It probably seems like it was just yesterday when your son or daughter had their first day of kindergarten. Now, they’ve just graduated high school and you’re preparing them for the big move to college! While this major milestone in their life is complex and emotional for everyone, the decision to start preparing now will help your family adjust to the transition.

    Medical Preparation

    Schedule any necessary doctors’ appointments. A doctor may need to fill out college medical forms and can also write prescriptions for regular medications. This is also an opportune time to make sure immunizations are current.

    If your child has been seeing a mental health professional, make an appointment there, too. You may want to ask for a letter describing your child’s issues in case you need it for support services. Also, decide if your child needs ongoing support from this professional or if you want to arrange for a new therapist at school.
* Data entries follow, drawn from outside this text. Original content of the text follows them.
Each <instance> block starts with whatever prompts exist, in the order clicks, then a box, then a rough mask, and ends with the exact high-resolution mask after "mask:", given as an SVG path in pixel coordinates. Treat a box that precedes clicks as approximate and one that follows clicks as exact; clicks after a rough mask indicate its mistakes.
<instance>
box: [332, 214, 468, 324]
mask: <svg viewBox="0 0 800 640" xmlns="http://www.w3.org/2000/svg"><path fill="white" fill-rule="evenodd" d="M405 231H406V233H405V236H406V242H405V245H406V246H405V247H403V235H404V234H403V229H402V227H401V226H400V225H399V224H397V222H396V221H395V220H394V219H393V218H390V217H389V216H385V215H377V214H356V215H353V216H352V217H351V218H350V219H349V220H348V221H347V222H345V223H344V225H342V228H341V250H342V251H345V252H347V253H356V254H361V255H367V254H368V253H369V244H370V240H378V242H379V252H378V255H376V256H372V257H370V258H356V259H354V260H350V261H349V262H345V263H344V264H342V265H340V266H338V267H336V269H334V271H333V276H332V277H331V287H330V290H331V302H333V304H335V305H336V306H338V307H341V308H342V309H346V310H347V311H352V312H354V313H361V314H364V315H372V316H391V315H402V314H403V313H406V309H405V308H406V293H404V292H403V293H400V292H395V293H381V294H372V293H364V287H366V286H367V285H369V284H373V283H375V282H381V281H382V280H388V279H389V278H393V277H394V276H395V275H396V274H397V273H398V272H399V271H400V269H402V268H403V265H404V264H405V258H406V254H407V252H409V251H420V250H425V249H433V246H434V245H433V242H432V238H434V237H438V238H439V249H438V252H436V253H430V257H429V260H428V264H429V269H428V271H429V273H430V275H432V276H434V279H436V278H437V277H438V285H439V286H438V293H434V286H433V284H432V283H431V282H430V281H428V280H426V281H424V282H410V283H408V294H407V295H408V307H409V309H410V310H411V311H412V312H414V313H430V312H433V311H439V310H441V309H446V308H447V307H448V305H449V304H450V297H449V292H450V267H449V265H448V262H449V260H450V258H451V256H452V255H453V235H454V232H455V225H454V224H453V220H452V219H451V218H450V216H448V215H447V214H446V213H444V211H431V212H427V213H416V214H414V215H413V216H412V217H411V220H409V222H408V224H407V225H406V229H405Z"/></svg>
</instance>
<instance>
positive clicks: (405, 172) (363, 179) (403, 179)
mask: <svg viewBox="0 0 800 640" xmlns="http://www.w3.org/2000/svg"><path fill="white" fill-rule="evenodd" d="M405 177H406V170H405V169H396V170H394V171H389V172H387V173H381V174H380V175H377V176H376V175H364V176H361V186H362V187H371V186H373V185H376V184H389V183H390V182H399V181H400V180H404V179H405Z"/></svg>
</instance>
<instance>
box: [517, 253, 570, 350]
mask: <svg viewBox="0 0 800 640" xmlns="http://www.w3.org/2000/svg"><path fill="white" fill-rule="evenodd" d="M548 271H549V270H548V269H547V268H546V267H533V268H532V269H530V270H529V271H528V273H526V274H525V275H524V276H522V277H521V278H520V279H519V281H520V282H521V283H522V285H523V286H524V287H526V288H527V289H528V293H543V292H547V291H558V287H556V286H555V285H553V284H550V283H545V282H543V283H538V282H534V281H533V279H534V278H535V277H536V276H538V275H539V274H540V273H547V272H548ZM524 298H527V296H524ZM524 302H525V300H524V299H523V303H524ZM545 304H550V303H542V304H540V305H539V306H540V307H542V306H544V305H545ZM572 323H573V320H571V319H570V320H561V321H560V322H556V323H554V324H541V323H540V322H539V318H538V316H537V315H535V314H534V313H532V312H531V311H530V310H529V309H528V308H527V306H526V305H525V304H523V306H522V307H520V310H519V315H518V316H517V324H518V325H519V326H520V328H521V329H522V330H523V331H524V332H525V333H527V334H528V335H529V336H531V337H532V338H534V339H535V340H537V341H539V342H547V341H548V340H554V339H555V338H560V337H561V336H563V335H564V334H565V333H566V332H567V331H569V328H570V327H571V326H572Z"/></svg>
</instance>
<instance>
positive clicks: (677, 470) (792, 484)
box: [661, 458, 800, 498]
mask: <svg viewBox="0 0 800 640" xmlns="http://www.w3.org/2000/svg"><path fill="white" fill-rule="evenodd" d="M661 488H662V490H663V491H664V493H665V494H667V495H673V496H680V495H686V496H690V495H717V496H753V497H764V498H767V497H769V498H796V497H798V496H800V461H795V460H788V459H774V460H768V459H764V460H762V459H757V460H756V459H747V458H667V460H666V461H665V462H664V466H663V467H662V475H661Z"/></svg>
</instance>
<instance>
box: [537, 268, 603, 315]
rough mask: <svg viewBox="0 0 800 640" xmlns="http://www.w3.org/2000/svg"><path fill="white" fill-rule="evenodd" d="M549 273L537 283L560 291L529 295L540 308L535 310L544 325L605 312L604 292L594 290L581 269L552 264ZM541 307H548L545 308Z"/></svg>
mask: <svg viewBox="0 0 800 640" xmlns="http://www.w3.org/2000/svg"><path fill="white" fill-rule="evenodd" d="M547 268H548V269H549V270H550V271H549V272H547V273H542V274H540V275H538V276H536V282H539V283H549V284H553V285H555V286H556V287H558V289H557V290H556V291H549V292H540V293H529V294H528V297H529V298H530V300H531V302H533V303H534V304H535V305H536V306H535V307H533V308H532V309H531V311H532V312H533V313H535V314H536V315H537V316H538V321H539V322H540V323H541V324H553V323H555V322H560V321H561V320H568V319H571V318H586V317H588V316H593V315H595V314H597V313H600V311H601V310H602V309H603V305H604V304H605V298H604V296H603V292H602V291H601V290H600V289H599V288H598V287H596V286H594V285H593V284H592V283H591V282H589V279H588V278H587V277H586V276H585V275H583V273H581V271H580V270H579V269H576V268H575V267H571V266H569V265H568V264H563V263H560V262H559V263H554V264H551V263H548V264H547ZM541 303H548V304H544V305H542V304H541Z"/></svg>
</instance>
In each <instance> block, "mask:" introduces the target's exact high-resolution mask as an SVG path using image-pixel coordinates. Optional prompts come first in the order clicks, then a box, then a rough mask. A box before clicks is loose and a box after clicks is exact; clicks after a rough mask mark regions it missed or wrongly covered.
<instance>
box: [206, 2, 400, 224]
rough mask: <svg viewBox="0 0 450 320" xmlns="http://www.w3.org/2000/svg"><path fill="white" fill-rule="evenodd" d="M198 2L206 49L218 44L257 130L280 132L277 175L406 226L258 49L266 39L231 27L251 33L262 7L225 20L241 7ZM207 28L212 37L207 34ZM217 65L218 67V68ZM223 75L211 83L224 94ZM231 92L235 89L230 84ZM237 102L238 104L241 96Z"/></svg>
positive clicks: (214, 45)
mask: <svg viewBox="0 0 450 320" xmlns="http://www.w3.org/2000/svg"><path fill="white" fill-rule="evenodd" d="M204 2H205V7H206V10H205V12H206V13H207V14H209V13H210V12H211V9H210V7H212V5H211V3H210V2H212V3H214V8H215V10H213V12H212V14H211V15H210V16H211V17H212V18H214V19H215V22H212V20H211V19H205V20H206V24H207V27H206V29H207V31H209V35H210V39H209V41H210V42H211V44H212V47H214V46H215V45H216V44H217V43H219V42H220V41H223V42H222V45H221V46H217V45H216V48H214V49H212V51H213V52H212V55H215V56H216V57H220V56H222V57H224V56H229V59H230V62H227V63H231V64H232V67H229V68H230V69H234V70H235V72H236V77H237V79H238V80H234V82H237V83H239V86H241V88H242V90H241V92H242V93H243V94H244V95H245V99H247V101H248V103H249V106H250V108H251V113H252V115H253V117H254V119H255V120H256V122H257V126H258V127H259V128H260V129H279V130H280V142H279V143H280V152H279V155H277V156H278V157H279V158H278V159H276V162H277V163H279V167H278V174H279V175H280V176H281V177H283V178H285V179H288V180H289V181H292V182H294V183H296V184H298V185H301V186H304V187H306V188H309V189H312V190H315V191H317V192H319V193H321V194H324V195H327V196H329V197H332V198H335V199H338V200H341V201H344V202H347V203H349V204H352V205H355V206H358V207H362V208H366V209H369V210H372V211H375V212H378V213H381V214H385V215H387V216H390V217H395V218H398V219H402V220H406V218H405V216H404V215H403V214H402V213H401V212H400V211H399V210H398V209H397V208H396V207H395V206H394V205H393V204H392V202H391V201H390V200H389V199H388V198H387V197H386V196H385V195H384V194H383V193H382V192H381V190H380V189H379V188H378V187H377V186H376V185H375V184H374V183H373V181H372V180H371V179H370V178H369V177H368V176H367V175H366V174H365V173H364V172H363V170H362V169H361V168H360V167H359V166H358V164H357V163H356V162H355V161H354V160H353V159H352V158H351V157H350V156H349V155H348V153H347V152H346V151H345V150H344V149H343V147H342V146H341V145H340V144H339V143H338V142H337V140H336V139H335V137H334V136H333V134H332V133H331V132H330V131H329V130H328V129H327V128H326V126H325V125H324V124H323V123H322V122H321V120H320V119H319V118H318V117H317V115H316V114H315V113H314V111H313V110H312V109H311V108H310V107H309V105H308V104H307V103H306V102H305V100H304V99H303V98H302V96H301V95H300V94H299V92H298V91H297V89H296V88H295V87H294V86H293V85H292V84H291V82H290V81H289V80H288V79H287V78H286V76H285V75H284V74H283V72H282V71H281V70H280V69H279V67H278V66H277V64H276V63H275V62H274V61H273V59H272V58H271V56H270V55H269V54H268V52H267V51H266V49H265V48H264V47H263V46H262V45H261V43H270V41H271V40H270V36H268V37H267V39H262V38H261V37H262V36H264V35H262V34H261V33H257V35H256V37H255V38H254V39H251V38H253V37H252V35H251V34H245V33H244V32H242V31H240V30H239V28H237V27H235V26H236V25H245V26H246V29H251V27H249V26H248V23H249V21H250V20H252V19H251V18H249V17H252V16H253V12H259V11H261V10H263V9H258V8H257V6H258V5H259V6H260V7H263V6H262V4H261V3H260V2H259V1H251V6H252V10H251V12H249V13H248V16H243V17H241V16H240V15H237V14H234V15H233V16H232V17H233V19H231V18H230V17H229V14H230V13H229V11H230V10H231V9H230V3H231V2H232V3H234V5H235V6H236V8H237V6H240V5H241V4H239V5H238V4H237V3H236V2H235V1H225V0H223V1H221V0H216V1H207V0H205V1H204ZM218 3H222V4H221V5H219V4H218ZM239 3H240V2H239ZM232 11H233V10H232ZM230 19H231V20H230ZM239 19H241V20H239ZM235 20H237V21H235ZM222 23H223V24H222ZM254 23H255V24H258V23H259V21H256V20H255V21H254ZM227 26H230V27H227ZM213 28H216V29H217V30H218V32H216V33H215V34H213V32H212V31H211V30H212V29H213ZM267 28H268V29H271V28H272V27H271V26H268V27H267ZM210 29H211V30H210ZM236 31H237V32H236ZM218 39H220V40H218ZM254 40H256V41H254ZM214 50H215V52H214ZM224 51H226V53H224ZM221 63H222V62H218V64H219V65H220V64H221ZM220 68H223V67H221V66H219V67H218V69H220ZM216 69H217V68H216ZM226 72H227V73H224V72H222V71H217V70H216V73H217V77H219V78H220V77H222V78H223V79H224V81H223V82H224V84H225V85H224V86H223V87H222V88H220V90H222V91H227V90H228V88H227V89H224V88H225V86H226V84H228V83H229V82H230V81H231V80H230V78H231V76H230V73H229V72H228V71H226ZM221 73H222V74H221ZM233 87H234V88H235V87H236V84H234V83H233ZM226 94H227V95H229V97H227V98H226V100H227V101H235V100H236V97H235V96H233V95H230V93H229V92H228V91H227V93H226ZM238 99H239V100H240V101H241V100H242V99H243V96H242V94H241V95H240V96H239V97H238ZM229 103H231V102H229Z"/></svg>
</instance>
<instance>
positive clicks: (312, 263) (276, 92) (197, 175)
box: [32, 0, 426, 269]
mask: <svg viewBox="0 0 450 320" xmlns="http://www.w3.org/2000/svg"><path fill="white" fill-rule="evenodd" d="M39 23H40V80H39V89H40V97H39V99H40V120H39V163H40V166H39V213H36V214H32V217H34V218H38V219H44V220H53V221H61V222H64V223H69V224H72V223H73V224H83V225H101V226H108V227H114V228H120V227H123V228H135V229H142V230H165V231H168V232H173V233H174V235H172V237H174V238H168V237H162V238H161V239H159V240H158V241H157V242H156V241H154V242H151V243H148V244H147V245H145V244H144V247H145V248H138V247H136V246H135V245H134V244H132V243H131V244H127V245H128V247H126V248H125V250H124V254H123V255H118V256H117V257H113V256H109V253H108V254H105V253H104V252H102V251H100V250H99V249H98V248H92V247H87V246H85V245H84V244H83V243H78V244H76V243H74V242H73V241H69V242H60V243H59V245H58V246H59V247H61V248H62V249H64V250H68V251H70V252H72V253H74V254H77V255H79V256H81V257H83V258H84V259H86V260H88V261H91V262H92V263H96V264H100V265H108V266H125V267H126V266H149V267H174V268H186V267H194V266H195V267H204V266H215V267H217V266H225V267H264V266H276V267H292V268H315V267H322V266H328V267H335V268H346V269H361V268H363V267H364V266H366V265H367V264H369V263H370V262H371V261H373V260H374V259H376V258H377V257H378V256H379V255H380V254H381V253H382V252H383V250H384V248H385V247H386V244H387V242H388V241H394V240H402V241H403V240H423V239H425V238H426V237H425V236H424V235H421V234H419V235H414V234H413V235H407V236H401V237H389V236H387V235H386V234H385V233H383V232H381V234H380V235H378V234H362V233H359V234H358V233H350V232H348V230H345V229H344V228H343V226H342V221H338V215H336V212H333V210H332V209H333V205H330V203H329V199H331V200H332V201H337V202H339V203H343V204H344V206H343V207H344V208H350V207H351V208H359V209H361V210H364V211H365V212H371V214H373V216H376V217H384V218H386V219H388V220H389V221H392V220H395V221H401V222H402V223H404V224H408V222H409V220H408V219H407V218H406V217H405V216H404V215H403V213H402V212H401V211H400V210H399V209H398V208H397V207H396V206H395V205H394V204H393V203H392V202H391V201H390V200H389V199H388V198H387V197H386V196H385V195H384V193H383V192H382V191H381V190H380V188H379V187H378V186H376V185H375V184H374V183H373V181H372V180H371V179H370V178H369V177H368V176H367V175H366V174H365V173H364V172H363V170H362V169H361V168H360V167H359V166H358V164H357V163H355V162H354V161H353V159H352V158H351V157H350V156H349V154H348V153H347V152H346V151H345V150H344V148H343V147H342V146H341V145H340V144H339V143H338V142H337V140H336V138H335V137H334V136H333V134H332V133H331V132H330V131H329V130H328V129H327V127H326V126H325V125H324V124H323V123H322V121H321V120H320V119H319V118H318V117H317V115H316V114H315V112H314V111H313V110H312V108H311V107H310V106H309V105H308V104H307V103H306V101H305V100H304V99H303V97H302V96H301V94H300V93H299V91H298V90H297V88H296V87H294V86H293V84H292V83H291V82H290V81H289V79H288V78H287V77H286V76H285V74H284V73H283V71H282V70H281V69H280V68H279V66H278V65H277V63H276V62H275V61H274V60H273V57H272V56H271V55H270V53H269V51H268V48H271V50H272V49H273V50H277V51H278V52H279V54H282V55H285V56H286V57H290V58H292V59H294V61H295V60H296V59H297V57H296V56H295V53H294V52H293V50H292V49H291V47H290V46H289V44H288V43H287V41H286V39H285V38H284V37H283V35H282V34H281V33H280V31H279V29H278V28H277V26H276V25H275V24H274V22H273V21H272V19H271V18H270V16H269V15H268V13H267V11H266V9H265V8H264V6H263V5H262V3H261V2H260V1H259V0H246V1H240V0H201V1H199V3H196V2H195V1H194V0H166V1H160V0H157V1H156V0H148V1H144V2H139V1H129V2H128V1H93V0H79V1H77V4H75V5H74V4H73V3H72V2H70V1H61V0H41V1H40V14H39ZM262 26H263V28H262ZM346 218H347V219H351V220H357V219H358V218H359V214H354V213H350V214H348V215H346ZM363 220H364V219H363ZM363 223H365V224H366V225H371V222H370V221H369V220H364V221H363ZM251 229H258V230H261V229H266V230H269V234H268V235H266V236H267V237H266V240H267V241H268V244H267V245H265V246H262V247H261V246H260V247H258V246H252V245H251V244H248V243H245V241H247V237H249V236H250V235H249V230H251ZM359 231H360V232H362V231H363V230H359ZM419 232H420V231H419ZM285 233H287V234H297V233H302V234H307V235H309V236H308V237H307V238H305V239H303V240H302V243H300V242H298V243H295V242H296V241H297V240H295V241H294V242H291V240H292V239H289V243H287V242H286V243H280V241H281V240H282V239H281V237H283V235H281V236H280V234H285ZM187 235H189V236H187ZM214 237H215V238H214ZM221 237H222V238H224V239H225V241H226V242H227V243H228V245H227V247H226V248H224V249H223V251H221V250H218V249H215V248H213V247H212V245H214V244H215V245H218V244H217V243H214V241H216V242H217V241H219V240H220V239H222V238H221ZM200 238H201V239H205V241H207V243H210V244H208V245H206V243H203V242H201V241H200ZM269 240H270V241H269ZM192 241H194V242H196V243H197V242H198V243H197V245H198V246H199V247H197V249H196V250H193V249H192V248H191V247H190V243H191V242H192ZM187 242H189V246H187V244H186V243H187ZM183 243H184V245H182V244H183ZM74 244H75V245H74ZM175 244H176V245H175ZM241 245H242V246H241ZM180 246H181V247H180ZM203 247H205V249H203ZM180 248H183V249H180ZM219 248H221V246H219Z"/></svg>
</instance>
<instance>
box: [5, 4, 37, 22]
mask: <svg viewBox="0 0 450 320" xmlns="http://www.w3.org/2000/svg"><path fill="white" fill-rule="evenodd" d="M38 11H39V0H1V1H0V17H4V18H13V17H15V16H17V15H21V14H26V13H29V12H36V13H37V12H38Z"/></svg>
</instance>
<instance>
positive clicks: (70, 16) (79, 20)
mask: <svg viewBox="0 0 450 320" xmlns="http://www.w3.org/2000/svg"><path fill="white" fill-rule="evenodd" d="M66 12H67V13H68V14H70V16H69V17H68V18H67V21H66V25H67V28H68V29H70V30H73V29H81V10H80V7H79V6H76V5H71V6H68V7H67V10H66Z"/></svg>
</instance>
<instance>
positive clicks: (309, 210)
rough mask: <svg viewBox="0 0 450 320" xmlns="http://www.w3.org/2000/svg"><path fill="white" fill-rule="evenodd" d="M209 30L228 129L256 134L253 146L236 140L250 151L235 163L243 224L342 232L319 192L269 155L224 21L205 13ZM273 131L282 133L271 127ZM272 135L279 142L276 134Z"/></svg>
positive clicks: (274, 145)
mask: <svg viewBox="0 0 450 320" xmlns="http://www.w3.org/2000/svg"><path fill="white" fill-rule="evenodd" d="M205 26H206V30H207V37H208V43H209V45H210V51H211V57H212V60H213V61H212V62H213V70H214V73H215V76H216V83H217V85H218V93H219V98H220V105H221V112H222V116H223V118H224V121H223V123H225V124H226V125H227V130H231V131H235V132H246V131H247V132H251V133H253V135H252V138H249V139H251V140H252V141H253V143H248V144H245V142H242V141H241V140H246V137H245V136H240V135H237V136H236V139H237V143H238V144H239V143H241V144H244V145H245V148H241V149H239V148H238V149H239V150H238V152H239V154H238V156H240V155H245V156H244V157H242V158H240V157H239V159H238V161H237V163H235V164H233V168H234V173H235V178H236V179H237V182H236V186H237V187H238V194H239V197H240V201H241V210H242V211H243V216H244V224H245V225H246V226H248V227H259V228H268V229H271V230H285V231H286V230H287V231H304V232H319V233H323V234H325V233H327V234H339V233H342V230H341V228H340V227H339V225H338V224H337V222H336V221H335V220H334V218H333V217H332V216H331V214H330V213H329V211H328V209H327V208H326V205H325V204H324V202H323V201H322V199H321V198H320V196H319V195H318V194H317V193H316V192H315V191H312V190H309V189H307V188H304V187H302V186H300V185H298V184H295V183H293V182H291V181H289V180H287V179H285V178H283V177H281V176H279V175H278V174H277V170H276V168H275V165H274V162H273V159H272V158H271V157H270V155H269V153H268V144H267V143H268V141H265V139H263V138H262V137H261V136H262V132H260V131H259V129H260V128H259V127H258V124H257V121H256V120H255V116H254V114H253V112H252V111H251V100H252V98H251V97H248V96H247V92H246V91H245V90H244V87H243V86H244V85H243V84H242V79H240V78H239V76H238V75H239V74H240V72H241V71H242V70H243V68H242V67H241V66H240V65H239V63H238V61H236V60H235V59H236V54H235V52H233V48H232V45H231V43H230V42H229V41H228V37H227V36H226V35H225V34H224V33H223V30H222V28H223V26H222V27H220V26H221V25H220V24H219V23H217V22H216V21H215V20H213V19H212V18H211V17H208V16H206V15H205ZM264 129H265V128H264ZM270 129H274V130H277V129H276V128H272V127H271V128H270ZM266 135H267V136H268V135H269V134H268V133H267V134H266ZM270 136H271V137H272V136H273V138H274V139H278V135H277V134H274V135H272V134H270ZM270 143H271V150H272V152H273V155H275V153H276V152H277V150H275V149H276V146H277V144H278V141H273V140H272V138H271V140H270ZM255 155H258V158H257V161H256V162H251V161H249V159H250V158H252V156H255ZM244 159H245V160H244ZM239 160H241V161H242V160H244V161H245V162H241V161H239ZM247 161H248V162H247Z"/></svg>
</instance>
    Your child needs easy access to medical insurance information. Will he or she use your private insurance? What about college health services? Which doctors are available to them while they are at college? Make it easy for your child to get help if he or she gets sick.

    High School Issues

    Have your child check with the high school to make sure they’ve sent the latest high school transcript to the college. For your records, and for future college needs, request all high school records, including testing results, and keep them in a secure, but available, space.

    Pave the Way for Success

    If it’s appropriate for your child’s needs, make an appointment with the college’s disability services office. Learn about the services they offer and determine the documentation your child needs to apply for services. Most colleges require students to register or apply; the services are not automatically available. It is best to put this process in place before classes start so your child isn’t overwhelmed with trying to access these services while adapting to their new situation.

    Ease the Transition

    It’s a good idea to help your child to think ahead about the coming year. Spend some time looking at the course catalog with them and discuss classes of interest. Help them select the courses that are best for their interests and needs. Doing this will also set them up with a roadmap to selecting courses throughout their education. Don’t forget to use online resources to check course difficulty and professor teaching style!

    Pack It Up

    Work with your child to make a list of things to pack early on. It will help you if you check off each item as you buy and pack it. Labeling each item may help prevent loss, as Dr. Ruth Peters says, “Keep in mind that stuff gets stolen at school. I don’t care if it is an Ivy League school or a tiny institution – if the item isn’t tied down or locked up consider it at risk.” Planning ahead and making a plan for your child’s in-room storage will help keep your child’s belongings safe.

    Techie Stuff

    Make sure your child’s technology is up-to-date. Does he or she need a new computer? An upgrade? It will be easier for you to take care of this at home. Take the time to ensure they know the features and programs available to help with their schooling.

    Be at One with the Portal

    Pick a quiet time and sit with your child at the computer to look at the college’s online portal. You should both be familiar with it and with the information that is available. Make sure you have the login information for your child’s account.  

    Where in the World Is the Library?

    Look at the campus map to help your child identify important locations: dorm, tutoring center, administration offices and the library. It will also be helpful to map out class locations and determine the best way to navigate through the campus during their day.


    If your child does not have one yet, you may want to open a free Peaks Perks™ Checking account that includes a debit card and offers the opportunity to earn a high dividend or get cash back! Clarify how much money will be available to them and any of your expectations. If you give your child a credit card, clarify when it is appropriate to use it and how to make responsible decisions with the card. Define what constitutes an emergency. 

    It can also be helpful to teach them financial responsibility by showing them how to use online banking to track their spending. Our online banking is easy to use and can allow your child to access their account, card balance, budget, and spending records in our Peaks Money Manager! We even have Budgeter Accounts available that specifically help with money management. Learning these skills early on will help set your child up for financial success.

    Thinking Ahead

    Make plans for how you will keep in touch. Are you comfortable with email only? Do you want a phone call or video call once a week? It helps to clarify your expectations before the big day; your child needs to hear what you expect. Talk about ways to combat stress at school and who to contact if he needs help. We know that you may be feeling a bit traumatized by the prospect of your child leaving home, but don’t underestimate their concern as well – even if they don’t express it.

    Do you have a child leaving for college soon? When did you start preparing? What would you advise parents? What would you advise students?